Due to the short-sightedness of Hindi speaking Congress leaders – including Gandhi, Nehru, Patel, and Azad – the government of Rajagopalachari of Madras in 1937 tried to enact a language law in the parliament. About 70% of the people in the region spoke Tamil, which has a history of thousands of years. It is one of the oldest Indian languages. The original Tamil language dates back to 500 BC.

The population of the south jumped into the language movement against this decision of the Madras government. From 1937 to November 1939, about two thousand men and women were imprisoned. Local Congress workers also attacked the protesters.

The Muslims favoured Hindi which is a part of the Urdu language. During this long period, daily anti-Hindi street protests were held in the streets. The Congress leaders in Delhi did not understand the demands of the people of the region.

Finally, when the governor-general of British India declared World War II in November 1939, the Congress refused to take part in the war and withdrew its ministers from eight provinces as the war was declared without the consent of the Indians. Jinnah of the Muslim League supported the British declaration of war while Rajagopalachari resigned from the Madras government. The British governor declared the rule of the governor under the 1935 Act. At the same time the Hindi language law was repealed. As a result, the language movement was suspended at this stage.

This language movement in the South came back after the independence of India. On 26 January, 1950, the Indian Constitution added a clause that Hindi would be the main language in all states for the next 15 years, until the Republic Day of India on 26 January, 1965. The Congress leaders did not comprehend the anger of the people of the South as they were all from North India.

Since the adoption of the constitution, a dissatisfaction over the 17th chapter of the constitution started to spread everywhere except in the Hindi dominated areas. Tamil students continued to express their dissent over the language question on the Republic Day of India every year. When Nehru visited Madras in 1958 and made derogatory remarks about the issue, calling it "stupid," another bloody protest broke out. Nehru probably did not learn a lesson from the history of the Bengali language movement in East Pakistan. On that day, around 300 people were wounded by gunshots. The movement was stopped brutally by force.
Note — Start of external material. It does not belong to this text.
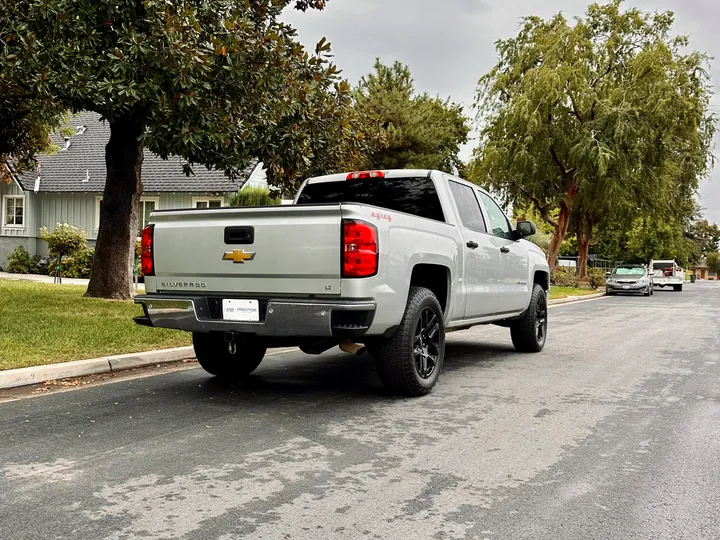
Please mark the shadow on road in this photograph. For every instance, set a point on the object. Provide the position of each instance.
(331, 375)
In later years, Nehru, realising the sentiments of the people of South India, amended the provisions of the Constitution on language in 1963, adding: any province may continue to use the English language after January 1965. However, Tamil students continued to protest being skeptical of the language of that change.
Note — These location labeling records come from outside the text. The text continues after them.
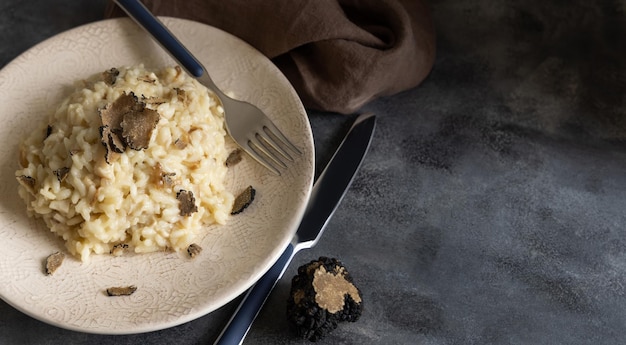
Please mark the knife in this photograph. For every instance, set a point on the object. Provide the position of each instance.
(326, 195)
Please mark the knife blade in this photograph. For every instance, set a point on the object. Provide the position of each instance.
(327, 193)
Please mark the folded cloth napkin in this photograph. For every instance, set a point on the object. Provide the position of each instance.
(337, 54)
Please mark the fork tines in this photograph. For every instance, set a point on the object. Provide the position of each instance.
(270, 147)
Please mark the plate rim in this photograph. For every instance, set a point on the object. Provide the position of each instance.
(196, 313)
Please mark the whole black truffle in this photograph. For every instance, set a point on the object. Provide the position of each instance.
(322, 295)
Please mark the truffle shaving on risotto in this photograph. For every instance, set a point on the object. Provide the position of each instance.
(132, 157)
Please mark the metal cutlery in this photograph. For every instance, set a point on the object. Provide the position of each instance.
(249, 127)
(327, 193)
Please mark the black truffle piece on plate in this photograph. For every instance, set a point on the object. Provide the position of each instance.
(243, 200)
(322, 295)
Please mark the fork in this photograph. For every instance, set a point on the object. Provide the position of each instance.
(249, 127)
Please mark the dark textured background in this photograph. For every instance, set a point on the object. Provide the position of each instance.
(491, 207)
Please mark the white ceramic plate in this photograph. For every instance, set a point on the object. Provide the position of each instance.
(172, 289)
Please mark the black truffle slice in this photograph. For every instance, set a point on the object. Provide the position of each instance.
(194, 250)
(53, 262)
(110, 76)
(121, 290)
(62, 173)
(187, 203)
(322, 295)
(137, 128)
(243, 200)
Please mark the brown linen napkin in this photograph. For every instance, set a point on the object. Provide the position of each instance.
(338, 54)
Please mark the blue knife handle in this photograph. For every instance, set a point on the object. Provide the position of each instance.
(239, 324)
(138, 12)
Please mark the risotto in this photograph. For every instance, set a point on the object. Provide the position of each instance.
(131, 158)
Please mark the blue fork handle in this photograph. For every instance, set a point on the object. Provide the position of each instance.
(142, 16)
(239, 324)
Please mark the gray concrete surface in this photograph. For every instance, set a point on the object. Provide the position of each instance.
(491, 207)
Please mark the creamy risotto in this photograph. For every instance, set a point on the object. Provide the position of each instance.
(131, 158)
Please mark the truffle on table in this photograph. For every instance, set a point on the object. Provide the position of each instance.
(322, 295)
After Nehru's sudden death, Lal Bahadur Shastri became the prime minister of India. On 25 January, the day before the chapter on language of the constitution came into force, the students in Tamil Nadu gathered for a mass protest and Congress workers and police attacked them. Two school students set themselves on fire. 
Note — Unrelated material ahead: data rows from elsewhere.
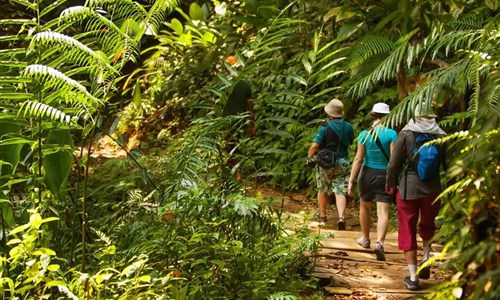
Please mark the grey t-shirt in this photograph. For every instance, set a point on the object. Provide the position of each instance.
(412, 185)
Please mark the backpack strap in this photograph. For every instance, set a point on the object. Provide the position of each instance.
(334, 131)
(379, 144)
(341, 134)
That terrible riot affected all the other provinces of India. The spirit of the movement spread to non-Hindi-speaking provinces, including Assam and Bengal, and the Lal Bahadur Shastri government at the centre understood the importance of the crisis. The death toll in Tamil Nadu reached 300 and two Union ministers in the Shastri government resigned over the incident.

To cope with the situation, prime minister Shastri was forced to recognise the English language in a radio address. With the victory of the Tamil-speaking people's movement to recognise the English language, the Congress left Tamil Nadu forever. The DMK government came to power in the 1967 election and, after that, the Congress never came to power in the South.